Proposed changes to the new cap on social care costs will “significantly reduce” the protection against massive care bills provided to those with modest incomes and assets.
That’s according to new analysis of the plans by the Institute of Fiscal Studies (IFS).
As we highlighted at the time, the issues around the social care plans came down to the cap on costs.
The idea of the cap is to limit how much any individual ends up paying towards their own care, and was set initially at £86,000.
In other words, once you have paid £86,000 on care costs, the cap then comes into effect and the state picks up the rest of the tab.
In theory, this would then protect people at the lower end of the scale from seeing all of their assets disappearing on care costs, allowing them to at least pass something onto their loved ones after they die.
Crucially, when this was first put forward, this cap would include the means-tested council funding that is available for people with low assets or income, meaning that money from both you as an individual and support from your council would count towards hitting that cap.
However, the Government wants to amend this so that such support is excluded from the cap ‒ it will only be the money that you have paid directly that counts.
Why change the cap rules?
Obviously, this change is designed to save the Government cash.
We aren’t talking about small change either ‒ the Treasury reckons this amendment will save a monster £900 million per year from 2027-28.
Years of payment pain
Saving that money is all well and good for Rishi Sunak and his team, but it’s still grossly unfair.
Analysis by the IFS makes clear that most people who end up needing care won’t be impacted by the cap amendment, yet for people who might need to take advantage of means-tested support, it will “significantly reduce” the protection against having to pay large sums.
Importantly, people who qualify for that support will inevitably take much longer to reach that cap. The IFS provides the example of someone needing residential care costing £700 per week.
Without the amendment, that person would hit the cap after three years and four months, irrespective of their income or assets.
But if that person had an annual income of £16,000 and assets of £100,000, it would instead take them almost six and a half years to hit the cap following the amendment.
That’s astonishing, dragging out the financial pain for some of our least comfortable people at an already incredibly stressful time.

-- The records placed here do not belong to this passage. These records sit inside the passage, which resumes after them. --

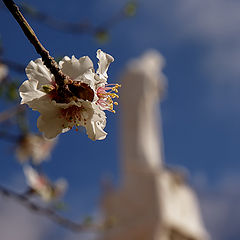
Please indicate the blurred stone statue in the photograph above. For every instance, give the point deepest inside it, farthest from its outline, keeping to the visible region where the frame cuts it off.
(152, 202)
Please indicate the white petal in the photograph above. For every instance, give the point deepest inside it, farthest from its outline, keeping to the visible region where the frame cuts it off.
(103, 63)
(75, 67)
(36, 70)
(28, 91)
(51, 125)
(95, 126)
(31, 176)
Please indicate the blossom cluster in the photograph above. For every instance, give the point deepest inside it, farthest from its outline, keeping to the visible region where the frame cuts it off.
(91, 96)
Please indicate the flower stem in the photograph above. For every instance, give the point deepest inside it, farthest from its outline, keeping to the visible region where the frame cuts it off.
(49, 61)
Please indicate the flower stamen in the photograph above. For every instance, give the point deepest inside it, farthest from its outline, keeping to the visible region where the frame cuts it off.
(106, 95)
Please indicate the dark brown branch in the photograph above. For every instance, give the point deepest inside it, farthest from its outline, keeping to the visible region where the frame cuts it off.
(51, 214)
(49, 61)
(13, 65)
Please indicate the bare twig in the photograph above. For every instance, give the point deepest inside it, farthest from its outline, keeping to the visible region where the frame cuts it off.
(49, 61)
(13, 65)
(51, 214)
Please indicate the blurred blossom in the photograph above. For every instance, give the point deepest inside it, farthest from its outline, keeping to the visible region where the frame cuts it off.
(90, 95)
(3, 72)
(42, 186)
(34, 147)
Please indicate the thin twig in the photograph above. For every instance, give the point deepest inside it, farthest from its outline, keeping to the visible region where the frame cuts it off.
(49, 61)
(51, 214)
(13, 65)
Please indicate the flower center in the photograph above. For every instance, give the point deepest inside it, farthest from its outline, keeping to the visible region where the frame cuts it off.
(106, 95)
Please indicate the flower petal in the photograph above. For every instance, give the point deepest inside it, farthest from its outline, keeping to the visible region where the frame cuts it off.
(28, 91)
(95, 126)
(103, 64)
(75, 67)
(36, 70)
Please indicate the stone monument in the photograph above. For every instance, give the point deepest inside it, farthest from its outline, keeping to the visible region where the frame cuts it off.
(153, 202)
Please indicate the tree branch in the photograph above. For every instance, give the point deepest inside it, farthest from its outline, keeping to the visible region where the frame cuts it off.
(60, 78)
(51, 214)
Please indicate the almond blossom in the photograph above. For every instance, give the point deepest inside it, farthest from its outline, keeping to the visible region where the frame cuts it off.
(91, 95)
(3, 72)
(41, 185)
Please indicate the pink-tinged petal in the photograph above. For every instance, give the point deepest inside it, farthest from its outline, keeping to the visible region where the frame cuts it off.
(74, 67)
(37, 71)
(103, 63)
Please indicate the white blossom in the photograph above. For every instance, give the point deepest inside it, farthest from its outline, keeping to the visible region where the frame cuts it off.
(40, 93)
(3, 72)
(34, 147)
(42, 186)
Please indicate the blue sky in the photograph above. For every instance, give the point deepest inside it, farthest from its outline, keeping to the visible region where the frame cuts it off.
(200, 41)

Far from providing protection for people, the amendment instead means that those who receive means-tested support end up handing over a larger chunk of their assets towards their care costs.
According to the IFS, for someone who ends up spending a full decade in residential care ‒ what it calls the worst-case scenario ‒ someone with £106,000 in assets and an annual income of £11,800 would be the most severely impacted.
Under existing legislation, they would pay no more than £44,000, which is 41% of their assets. However, under the new plans, they would instead end up paying a massive £76,000 ‒ the equivalent of 71% of their initial assets.
How on earth that can be justified for such a low earner is beyond me.
Regional differences
It’s worth bearing in mind that this amendment will have a particular impact in specific regions.
According to the IFS, those in the North East, Yorkshire and the Humber and the Midlands will see the biggest erosion of their protection against large care costs.
For example, it calculated that around a quarter of those in the North East would have to contribute an additional 10% of their initial assets in order to pay for their care, should they spend a decade in care.
By contrast, just one in 40 people in London would face the same bill.
Of course, areas of the country where care costs are higher will inevitably see the cap reached far quicker as well.
Amending means-tested support
It’s worth highlighting that the Government is at least planning to open up means-tested support for care costs to more people.
Currently, you only qualify for this help if you have chargeable assets of less than £23,250. That is to be increased to £100,000.
A universal cap, or not at all
It’s absolutely a positive that the Government is doing something ‒ anything ‒ about the state of social care, and capping the amounts that people have to pay towards their treatment is a sensible and compassionate thing to do.
But that only works if you do it in a fair way, and I don’t see how you can honestly make the argument that the amendment is fair. A cap designed to restrict costs is doomed to failure when from the outset it penalises those in a less well off position.